Kawhi Leonard was a monster this entire postseason and has his second Finals MVP and another NBA title to show for it.
He dominated all facets of the game for four straight rounds, averaging 30.9 points, 9.2 rebounds, 4.0 assists and 1.7 steals per game for the playoffs.
Our NBA.com Staff debates whether it was the greatest individual postseason run in NBA history.
Gilbert McGregor (@GMcGregor21): Call me a prisoner of the moment, I don't care. Kawhi just wrapped up the most impressive run in postseason history.
My answer is driven by the numbers and the narrative, and everything Kawhi has done run checks all of the boxes for me to put his run above all.
First off, only a handful of players have scored more total points than Kawhi did this postseason and he's doing it in his first season with a new team, one year off of playing in just nine games due to injury.
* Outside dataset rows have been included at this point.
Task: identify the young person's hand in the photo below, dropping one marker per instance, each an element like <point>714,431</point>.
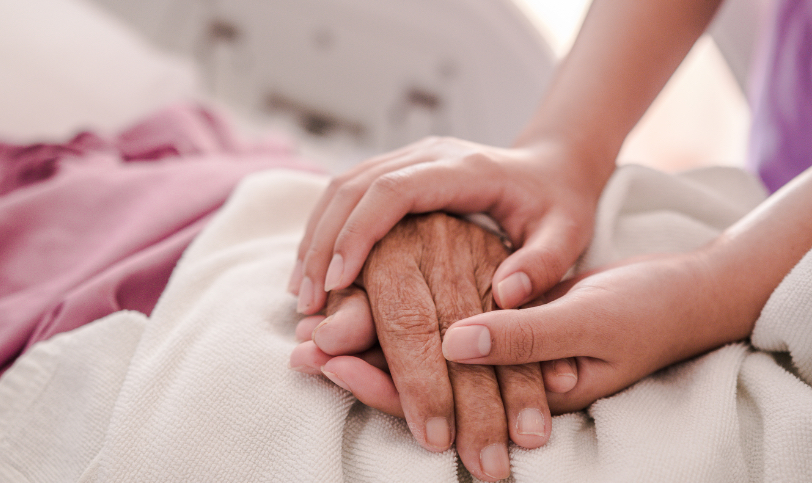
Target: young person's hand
<point>630,320</point>
<point>544,199</point>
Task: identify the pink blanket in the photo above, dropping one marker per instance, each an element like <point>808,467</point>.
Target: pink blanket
<point>96,225</point>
As for the narrative, in one postseason, he's seemingly erased the bitter past of Raptors postseason shortcomings and, above all, delivered this franchise its first-ever NBA title. And he did it all while dealing with an injury significant enough to cause him to show the emotion of discomfort and required aggressive treatment nearly around the clock.
When the dust settles, I'll again probably give the nod to someone named LeBron or Jordan, but tonight … I'm rolling with Kawhi.
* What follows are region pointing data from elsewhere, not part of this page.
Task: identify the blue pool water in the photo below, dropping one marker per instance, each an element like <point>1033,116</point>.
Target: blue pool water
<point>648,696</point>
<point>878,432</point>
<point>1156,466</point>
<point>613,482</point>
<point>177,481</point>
Micah Adams (@MicahAdams13): We'll be talking about this Kawhi run forever and given the context around what it means for the Raptors and Canada as a whole, it sits right there alongside Dirk Nowitki in 2011 and Dwyane Wade in 2006 for most impactful in recent history.
But if we're talking about the single greatest postseason runs ever, I'm rolling with Michael Jordan in 1993.
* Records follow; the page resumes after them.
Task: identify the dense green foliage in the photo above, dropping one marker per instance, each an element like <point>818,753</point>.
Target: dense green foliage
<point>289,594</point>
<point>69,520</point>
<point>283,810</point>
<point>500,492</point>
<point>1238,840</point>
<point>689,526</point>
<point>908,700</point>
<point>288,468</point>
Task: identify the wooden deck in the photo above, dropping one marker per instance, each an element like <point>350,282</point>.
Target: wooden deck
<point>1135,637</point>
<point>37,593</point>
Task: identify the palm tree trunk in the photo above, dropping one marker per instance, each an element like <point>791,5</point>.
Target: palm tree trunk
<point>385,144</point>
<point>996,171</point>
That was the greatest postseason run by the greatest player ever as he averaged 35.1 points, 6.7 rebounds, 6.0 assists and 2.1 steals per game. He dominated in sweeps over the Hawks and Cavaliers, then brought the Bulls back from 2-0 down against the Knicks in the Conference Finals, including a 54-point masterpiece in Game 4.
In the Finals, going up against the MVP Charles Barkley and the 62-win Suns, Jordan averaged 41.0 points per game, including a four-game stretch in which he poured in 42, 44, 51 and 41 points.
Leonard was sensational, but I'll still ride with the GOAT version of the GOAT.
Carlan Gay (@TheCarlanGay): It's hard to say whether or not this is the greatest postseason run in history because we're still in the moment.
Leonard was spectacular this postseason, finishing just 27 points shy of the playoff points total record. For a player who doesn't routinely produce highlight reel plays, he's provided enough in this playoff to make any YouTube mixtape curator salivate.
The clutch shot to eliminate the 76ers, the dunk on Giannis in transition, the 3-point barrage at the beginning of the third quarter in Game 4 of the Finals. He did it all.
But it wasn't just his scoring that was brilliant. Defensively he consistently changed the game. Whether it was minimizing Ben Simmons or locking down The Greek Freak, the Klaw was as pesky defensively as a mosquito at a BBQ.
No one wanted Kawhi guarding the ball and no one wanted the ball in his hands. Very few in NBA history have had that sort of impact in an NBA Finals or playoffs, and Kawhi's now done it twice.
Again, I don't know where this one stands amongst all the other great playoff runs as it's still all too fresh, but it's definitely in the conversation now.
Yash Matange (@yashmatange2694): Simple answer - no. There have been plenty that could easily rank higher than Kawhi Leonard's 2019 run.
I would, however, call it the most impressive one in recent history.
As Micah said, we would be talking about this postseason run for a long time and not only because he led the Raptors to their first Finals and subsequently the first championship in franchise history but because of how he has bounced back after only playing nine games during the 2017-18 season.
The numbers show that he has not only bounced back but often dominated and carried the Raptors to wins.